徹底的に閉じている。■ JR高円寺駅から中野駅方面に高架に沿って徒歩で5分。「座・高円寺」は外に開く(外の景色を館内に取り込む)ことができるようなロケーションにはない。その意味で伊東さんがサーカスのテント小屋のようなデザインを選択したことは正解だったと思う。
雑誌ではストレートな説明を伊東さんはしてはいないが本音のところは「ここじゃ開けない・・・」ということだったのではないか。
「まつもと市民芸術館」のあわあわなガラスを埋め込んだGRC壁もおそらく同様の理由ではなかったか(プロポーザル段階では、ガラスの大きな開口が構想されていたが、途中で変更されている)と推察する。
所用で東京に出掛けた。用事を済ませてから「座・高円寺」に行ってみた。
エントランスホールや2階のカフェの壁は草間弥生なドットの世界。手摺壁にまでドットを施す徹底振り。

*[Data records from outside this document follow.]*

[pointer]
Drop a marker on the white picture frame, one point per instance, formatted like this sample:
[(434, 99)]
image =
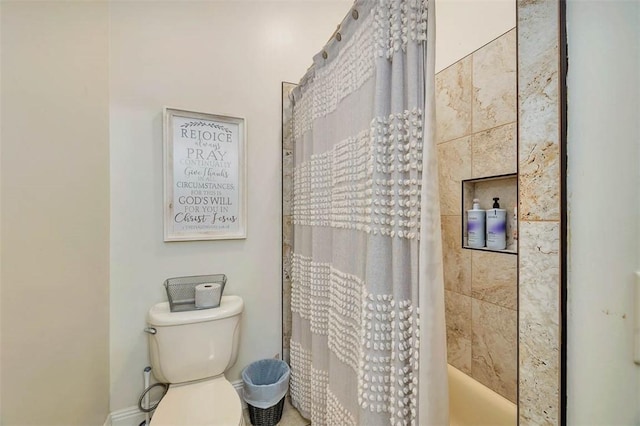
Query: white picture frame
[(204, 176)]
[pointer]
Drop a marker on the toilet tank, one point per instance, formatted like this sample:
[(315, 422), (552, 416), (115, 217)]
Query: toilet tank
[(194, 345)]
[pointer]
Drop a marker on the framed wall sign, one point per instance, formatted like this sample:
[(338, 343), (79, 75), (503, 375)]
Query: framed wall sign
[(204, 176)]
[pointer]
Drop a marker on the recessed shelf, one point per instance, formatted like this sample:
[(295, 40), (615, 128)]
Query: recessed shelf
[(485, 189)]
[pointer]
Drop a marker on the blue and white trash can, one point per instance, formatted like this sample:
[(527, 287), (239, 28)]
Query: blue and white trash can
[(265, 385)]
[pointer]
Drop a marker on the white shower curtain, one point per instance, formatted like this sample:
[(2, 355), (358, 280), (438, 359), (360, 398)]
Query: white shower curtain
[(368, 338)]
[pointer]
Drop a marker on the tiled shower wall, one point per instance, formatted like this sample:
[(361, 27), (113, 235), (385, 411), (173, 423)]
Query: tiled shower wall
[(476, 131)]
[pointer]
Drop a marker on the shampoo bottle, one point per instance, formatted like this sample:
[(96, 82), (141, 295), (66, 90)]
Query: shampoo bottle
[(475, 225), (496, 227)]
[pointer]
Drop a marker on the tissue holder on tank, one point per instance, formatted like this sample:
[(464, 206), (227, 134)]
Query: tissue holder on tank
[(181, 291)]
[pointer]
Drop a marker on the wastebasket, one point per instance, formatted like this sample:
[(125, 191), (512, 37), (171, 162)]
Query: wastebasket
[(265, 385)]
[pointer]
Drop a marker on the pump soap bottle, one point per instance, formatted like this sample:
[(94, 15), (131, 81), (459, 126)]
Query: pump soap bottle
[(475, 225), (496, 227)]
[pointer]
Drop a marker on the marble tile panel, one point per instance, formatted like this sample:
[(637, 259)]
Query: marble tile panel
[(494, 83), (494, 278), (287, 182), (494, 151), (456, 260), (539, 181), (539, 120), (453, 101), (454, 165), (458, 324), (539, 322), (494, 349)]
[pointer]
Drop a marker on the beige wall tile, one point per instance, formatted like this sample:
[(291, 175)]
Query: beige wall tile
[(539, 121), (539, 186), (494, 83), (454, 165), (539, 321), (453, 101), (457, 261), (494, 278), (539, 180), (458, 320), (494, 347), (494, 151)]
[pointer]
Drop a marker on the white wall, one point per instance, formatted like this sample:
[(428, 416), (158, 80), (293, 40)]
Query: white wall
[(55, 213), (604, 210), (219, 57), (463, 26)]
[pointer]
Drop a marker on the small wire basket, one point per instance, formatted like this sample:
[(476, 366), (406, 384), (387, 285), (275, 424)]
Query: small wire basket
[(181, 291)]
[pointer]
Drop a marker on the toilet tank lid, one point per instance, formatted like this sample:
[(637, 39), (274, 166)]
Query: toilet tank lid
[(160, 314)]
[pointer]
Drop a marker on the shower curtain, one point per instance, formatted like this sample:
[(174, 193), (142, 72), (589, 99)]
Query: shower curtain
[(368, 339)]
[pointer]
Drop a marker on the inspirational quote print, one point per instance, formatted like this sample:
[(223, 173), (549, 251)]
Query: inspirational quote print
[(206, 193)]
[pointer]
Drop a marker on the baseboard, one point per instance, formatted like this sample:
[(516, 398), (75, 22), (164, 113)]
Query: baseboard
[(132, 416)]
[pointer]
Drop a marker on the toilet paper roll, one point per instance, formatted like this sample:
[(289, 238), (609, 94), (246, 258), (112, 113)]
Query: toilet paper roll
[(208, 295)]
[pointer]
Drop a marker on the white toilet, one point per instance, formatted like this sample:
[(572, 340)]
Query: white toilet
[(191, 351)]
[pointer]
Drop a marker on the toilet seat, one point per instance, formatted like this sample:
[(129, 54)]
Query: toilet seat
[(208, 402)]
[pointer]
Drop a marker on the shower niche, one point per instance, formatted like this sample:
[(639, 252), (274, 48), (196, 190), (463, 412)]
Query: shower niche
[(485, 189)]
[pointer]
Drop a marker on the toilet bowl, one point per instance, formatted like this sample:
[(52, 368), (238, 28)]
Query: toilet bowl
[(191, 351), (207, 402)]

このドットのイメージソースはやはり諏訪湖にあるのだろうか・・・。
テントがつくる曲面そのものの天井。高さ制限という法的な制約をクリアするためだったということだが、上手いなと思う。ただ、階段で2階に上がって、唐突にこの空間になっているのには一瞬戸惑った。まつもと市民芸術館2階のレストラン井(せい)も同様の構成だが、やはり戸惑う。やはり空間的に仕切られていないと落ち着かないのだ。
狭小でロケーションがよくない敷地を上手く生かしてしまう手腕はさすが。